2007-12-19

練乙錚: 再談人大的代表性問題

【信報-香島論叢】由於一國兩制,國家權力一般情況下不直接在香港行使,遇有重大事情,如委任高官、解釋基本法等,港人才在這些關鍵時刻親身體驗這種權力;因此,香港人對行使國家權力的最高機構即全國人民代表大會,既有瞭解必要,卻一般比較陌生。筆者趁下周人大常委討論香港雙普選,多談一些人大問題,除了「合時」,還可算是為推動國民教育盡一分力。

有關人大的資料很充裕,和筆者在七十年代首次接觸這個題目之時相比,不可同日而語。

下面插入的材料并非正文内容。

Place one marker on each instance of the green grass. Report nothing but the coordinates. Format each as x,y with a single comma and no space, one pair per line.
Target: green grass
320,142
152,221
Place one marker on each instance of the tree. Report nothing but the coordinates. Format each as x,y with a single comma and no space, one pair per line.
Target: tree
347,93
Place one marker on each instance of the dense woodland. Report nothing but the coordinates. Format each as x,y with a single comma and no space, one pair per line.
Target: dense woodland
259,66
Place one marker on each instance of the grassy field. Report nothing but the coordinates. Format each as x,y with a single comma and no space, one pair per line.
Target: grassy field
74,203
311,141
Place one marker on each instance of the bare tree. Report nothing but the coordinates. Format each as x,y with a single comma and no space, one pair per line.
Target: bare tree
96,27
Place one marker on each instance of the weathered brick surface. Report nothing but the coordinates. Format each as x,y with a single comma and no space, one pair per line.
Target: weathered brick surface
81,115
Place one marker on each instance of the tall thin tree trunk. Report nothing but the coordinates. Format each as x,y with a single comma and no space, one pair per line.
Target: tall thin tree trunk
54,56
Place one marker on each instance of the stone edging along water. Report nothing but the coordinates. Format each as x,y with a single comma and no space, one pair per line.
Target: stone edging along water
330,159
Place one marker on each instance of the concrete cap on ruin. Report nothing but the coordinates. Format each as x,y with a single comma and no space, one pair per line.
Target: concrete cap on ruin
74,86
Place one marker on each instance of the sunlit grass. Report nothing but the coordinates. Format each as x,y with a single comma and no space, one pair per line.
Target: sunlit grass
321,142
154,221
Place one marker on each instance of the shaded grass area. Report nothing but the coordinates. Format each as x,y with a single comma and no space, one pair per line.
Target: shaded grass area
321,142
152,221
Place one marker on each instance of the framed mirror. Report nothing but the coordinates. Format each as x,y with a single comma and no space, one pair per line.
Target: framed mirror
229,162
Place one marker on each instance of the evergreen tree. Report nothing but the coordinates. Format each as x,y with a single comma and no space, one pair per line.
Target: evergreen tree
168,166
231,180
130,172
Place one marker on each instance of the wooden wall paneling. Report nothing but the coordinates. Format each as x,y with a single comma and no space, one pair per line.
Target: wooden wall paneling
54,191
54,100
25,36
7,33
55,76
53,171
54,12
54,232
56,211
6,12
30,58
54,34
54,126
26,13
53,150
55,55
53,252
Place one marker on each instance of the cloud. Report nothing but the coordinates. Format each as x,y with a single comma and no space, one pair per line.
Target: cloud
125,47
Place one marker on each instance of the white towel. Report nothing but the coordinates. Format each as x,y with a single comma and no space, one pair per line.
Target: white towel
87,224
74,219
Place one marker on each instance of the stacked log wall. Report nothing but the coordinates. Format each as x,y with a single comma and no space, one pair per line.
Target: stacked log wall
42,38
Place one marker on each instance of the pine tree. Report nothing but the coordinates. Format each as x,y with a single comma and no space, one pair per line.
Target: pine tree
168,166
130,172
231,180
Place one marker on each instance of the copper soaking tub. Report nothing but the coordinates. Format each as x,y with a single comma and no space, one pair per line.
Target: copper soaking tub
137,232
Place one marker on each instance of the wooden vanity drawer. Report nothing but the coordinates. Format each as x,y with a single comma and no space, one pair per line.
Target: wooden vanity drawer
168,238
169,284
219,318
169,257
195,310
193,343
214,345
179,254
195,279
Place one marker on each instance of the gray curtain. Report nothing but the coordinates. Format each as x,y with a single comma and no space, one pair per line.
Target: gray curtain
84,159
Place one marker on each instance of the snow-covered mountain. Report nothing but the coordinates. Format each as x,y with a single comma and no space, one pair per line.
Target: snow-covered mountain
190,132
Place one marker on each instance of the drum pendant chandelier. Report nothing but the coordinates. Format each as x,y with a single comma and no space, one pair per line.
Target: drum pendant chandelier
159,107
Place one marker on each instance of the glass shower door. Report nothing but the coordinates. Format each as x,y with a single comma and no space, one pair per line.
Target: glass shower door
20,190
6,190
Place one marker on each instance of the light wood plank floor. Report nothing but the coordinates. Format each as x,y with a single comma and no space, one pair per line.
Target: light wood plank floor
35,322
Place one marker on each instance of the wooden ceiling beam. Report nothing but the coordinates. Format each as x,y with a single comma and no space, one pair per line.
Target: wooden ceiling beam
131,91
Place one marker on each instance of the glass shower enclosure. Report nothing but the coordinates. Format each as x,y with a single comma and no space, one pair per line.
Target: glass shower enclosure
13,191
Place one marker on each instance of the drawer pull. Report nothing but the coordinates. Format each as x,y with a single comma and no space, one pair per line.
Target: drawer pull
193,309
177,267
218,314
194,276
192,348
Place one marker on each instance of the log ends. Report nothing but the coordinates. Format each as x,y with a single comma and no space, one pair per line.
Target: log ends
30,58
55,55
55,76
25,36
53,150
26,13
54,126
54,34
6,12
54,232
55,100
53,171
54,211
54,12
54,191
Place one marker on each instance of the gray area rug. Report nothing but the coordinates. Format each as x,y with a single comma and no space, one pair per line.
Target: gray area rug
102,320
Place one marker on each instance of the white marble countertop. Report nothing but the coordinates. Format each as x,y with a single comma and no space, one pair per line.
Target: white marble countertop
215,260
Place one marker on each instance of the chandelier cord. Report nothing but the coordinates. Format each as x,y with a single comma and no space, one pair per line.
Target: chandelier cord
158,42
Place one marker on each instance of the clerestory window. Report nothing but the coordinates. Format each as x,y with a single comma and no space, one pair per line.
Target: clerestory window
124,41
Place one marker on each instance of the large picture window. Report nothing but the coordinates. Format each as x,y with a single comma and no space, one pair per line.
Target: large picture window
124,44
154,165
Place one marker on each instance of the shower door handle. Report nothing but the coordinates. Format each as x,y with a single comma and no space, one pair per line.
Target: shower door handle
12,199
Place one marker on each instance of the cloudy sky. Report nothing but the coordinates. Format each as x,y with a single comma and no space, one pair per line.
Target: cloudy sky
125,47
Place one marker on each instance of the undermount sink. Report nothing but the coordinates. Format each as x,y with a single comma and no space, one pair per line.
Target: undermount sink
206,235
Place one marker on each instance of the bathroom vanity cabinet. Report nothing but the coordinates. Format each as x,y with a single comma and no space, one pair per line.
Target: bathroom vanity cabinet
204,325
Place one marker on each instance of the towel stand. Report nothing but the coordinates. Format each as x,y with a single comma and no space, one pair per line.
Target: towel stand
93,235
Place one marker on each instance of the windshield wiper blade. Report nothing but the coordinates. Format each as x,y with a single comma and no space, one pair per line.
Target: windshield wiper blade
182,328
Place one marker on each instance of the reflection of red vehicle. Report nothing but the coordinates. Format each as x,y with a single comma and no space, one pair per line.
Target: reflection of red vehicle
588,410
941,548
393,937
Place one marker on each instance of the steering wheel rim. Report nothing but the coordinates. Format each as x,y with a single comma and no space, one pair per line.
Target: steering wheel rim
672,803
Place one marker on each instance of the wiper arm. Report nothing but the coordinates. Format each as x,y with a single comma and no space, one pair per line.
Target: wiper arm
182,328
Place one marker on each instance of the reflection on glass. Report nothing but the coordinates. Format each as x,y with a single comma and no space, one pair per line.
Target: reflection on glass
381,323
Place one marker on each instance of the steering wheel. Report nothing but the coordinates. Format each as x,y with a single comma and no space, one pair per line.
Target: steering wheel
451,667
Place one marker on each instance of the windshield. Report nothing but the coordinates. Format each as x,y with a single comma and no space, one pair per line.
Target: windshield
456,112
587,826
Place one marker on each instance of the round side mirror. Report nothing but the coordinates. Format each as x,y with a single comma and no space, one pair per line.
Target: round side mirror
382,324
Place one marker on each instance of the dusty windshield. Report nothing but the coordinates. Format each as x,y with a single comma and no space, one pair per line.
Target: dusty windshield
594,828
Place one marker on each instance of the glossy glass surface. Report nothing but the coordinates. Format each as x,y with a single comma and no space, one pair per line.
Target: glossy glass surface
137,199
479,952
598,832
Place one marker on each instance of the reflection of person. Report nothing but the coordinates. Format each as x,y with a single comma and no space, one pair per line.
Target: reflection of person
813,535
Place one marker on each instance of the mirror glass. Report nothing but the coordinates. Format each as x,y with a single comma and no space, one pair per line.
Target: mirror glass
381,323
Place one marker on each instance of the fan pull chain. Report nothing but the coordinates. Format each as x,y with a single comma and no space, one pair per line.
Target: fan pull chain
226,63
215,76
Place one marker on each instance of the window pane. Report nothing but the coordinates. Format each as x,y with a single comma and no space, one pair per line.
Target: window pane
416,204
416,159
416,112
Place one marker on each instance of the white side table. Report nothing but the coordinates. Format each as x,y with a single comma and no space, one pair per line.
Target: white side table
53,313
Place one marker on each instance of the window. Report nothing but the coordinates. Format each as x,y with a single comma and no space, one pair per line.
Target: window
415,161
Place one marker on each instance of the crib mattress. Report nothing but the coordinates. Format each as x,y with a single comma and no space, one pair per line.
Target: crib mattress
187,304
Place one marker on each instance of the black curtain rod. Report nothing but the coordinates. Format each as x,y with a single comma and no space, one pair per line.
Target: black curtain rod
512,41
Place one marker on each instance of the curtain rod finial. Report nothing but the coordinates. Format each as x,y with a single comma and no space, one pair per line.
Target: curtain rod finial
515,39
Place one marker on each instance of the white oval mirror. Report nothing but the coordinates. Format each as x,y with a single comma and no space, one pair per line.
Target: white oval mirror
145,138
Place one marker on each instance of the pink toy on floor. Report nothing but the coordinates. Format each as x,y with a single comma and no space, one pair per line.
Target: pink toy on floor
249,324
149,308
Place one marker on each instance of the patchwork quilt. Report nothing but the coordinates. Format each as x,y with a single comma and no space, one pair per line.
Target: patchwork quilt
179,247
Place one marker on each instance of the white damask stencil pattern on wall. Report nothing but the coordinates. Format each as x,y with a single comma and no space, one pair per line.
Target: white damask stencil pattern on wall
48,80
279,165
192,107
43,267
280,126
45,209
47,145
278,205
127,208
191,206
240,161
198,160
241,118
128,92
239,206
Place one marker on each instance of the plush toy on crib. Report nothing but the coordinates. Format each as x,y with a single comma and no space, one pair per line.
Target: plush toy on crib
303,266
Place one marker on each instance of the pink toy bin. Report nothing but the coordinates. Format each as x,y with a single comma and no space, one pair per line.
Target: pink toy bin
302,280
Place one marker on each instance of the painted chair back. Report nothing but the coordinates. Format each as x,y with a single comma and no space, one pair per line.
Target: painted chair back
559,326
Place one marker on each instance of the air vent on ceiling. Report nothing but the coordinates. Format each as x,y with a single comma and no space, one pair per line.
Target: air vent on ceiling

若要掌握人大組織結構、功能類別等基本知識,可上官方網址 www.npc.gov.cn;若要深入瞭解人大具體怎樣運作、有些什麼問題,則互聯網能提供的材料,多不勝讀。筆者用「改革人大」為關鍵辭,「百度一下」,萬分一秒就找到三千七百篇國內有關文章!要求各級人大改革之聲,已響遍祖國大地,此為明證。

中共十六大明確提出人大體制需要改革之後,確實做了一些工作,如減少全國人大代表數目、擴大負擔日常工作的常委會規模,並新增二十名年富力強、有專業知識的專職常委等。但是,問題依然很多,筆者昨日提到的人大代表性問題,過去幾年還未有實質改善。舉一個例,今年年中,廈門海滄化工項目因為居民反對而叫停;上週在當地召開的一個環保評估會上,普通居民代表反對該項目的,佔百分之九十二,而出席會議的市人大及政協代表,表示反對的不足百分之十五,難以代表民眾心聲。在比較接近民眾的市人大如此,通過多層間選產生的全國人大代表,到底能夠代表多少人民的切身利益,實在成疑。

造成這個問題的原因,其實很簡單。九屆全國人大代表當中,黨員佔了百分之七十一,各級幹部佔百分之三十三,工人和農民分別只佔百分之十一和百分之八。十屆人大召開之前,當局還開了一點倒車,大部分省區人大主任歸黨書記兼任;通過這種安排,黨委更好地保證了它提名的官員當選。反對這種現象的人很多,中科院和清華大學國情研究中心主任胡鞍鋼說:「人大及其常委會組成人員應該是社會各界的代表,代表人民的利益,是人民的精英;而現在的人大常委大部分是前政府官員,是政治精英。」中央黨校教授王貴秀亦認為這是「人民代表官員化,可以解釋為什麼一些地方的人民群眾找代表反映問題卻反遭打壓」。據此,我們可以明白,儘管香港有六、七成市民贊成二○一二普選,人大常委也可充耳不聞、毫不重視!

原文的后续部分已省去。